A volte a nulla servono ragionevolezza e razionalità poiché la trappola dell’astinenza si innesca prima che la coscienza del soggetto possa intervenire.

È l’approccio multidisciplinare quello più efficace per loro perché i bisogni che presentano sono tanti: psichiatra, psicoterapeuta, nutrizionista, educatore, internista, operatore socio sanitario devono lavorare a braccetto creando con il ragazzo o la ragazza una relazione “calda”, in altre parole empatica; ve lo assicuro che solo così si possono vincere le resistenze che questi pazienti hanno a modificare, anche di una virgola, loro stessi. Il sintomo è per loro la soluzione ad un disagio intenso e allora chi glielo fa fare di perdere tutto?

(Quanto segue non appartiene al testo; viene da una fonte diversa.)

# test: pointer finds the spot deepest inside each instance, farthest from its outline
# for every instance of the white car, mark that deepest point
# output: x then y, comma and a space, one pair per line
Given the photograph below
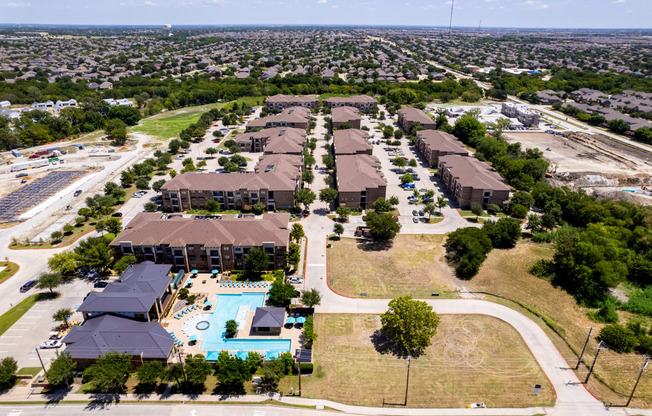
50, 344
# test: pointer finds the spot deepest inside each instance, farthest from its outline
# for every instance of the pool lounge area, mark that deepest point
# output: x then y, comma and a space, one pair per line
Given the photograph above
203, 330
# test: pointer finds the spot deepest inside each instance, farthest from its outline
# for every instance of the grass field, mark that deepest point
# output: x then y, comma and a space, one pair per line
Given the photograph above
412, 266
9, 269
506, 273
170, 123
473, 358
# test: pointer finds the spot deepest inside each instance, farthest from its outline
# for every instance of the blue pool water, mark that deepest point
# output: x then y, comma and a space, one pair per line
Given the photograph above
226, 308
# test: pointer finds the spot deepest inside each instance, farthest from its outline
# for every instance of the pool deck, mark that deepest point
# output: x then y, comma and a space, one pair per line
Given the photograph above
210, 288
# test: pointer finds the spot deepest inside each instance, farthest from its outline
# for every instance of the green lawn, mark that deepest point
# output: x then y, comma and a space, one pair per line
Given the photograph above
169, 124
9, 270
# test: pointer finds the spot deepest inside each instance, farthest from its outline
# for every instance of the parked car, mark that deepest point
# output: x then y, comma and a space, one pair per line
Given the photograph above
50, 344
27, 286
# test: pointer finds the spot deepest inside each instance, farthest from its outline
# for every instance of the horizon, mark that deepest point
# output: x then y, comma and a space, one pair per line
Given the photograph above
517, 14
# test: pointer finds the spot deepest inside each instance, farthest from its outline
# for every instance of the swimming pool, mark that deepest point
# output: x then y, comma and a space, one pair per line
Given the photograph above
234, 307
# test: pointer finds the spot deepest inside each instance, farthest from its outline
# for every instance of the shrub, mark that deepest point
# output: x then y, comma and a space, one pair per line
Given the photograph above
306, 368
619, 338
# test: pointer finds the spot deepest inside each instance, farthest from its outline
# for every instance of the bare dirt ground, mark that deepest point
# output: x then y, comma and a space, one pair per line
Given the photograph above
592, 163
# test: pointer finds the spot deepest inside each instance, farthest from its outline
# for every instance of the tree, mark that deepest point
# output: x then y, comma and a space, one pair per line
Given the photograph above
62, 315
504, 233
64, 263
311, 298
157, 185
121, 265
297, 232
411, 324
281, 292
94, 253
338, 229
256, 261
8, 368
113, 225
48, 281
382, 226
477, 210
62, 370
231, 328
328, 195
197, 369
109, 373
304, 197
151, 206
294, 255
149, 373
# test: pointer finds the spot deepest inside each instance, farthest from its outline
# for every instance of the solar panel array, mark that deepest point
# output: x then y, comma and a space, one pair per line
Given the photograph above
27, 197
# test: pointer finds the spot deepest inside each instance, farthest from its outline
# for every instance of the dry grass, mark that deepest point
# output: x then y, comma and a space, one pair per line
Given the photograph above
506, 273
473, 358
412, 266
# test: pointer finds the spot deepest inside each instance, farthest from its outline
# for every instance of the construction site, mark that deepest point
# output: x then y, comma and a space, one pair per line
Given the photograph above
595, 163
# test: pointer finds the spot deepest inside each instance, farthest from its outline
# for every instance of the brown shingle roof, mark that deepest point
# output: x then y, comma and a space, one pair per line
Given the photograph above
350, 141
177, 231
356, 173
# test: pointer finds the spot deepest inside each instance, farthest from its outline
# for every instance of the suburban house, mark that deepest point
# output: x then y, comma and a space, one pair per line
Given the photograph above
218, 242
142, 293
526, 117
286, 140
270, 185
351, 142
361, 102
122, 318
280, 101
409, 115
297, 117
469, 181
268, 321
346, 114
434, 143
360, 181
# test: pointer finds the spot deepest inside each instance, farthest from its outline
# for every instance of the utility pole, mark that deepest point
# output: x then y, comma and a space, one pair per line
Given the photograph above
407, 381
637, 380
588, 337
599, 348
41, 360
450, 23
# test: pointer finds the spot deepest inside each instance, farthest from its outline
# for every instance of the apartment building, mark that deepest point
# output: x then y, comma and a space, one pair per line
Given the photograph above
468, 180
521, 113
408, 116
218, 242
351, 142
297, 117
280, 101
359, 180
432, 144
362, 102
346, 114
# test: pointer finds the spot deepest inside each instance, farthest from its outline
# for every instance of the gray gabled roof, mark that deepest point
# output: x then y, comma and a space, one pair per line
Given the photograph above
135, 291
108, 333
269, 318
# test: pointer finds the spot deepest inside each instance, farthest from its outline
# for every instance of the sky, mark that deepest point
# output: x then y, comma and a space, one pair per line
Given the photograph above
492, 13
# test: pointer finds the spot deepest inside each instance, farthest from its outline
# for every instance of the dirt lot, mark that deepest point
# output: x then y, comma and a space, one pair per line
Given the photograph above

Ogni giorno, quando sto con loro, mi rendo conto quanto questi pazienti siano aggrappati al loro stare male, quanto tutto ciò che vive al di sotto di ciò, faccia paura, ed in fondo non lo conoscano neanche (data la loro giovane età tanti mi dicono atterriti, di “non sapere chi sono veramente”). È più facile stare male che stare bene, aggiungono ma dicono anche di “non augurare tutto ciò neanche al loro peggiore nemico”; io dico loro che però lo regalano a se stesse ogni benedetto giorno della loro vita.

 

 

RIFERIMENTI BIBLIOGRAFICI:

De Clerq F. (1994), “Tutto il pane del mondo”, Bompiani, Milano.

Nardone G. (2003), Al di lá dell’amore e dell’odio per il cibo”, Rizzoli, Milano.

Jeammet P. (2006), “I disturbi alimentari in adolescenza”, seminario di formazione, a cura di Venturi V. E Melideo G., Franco Angeli, Milano.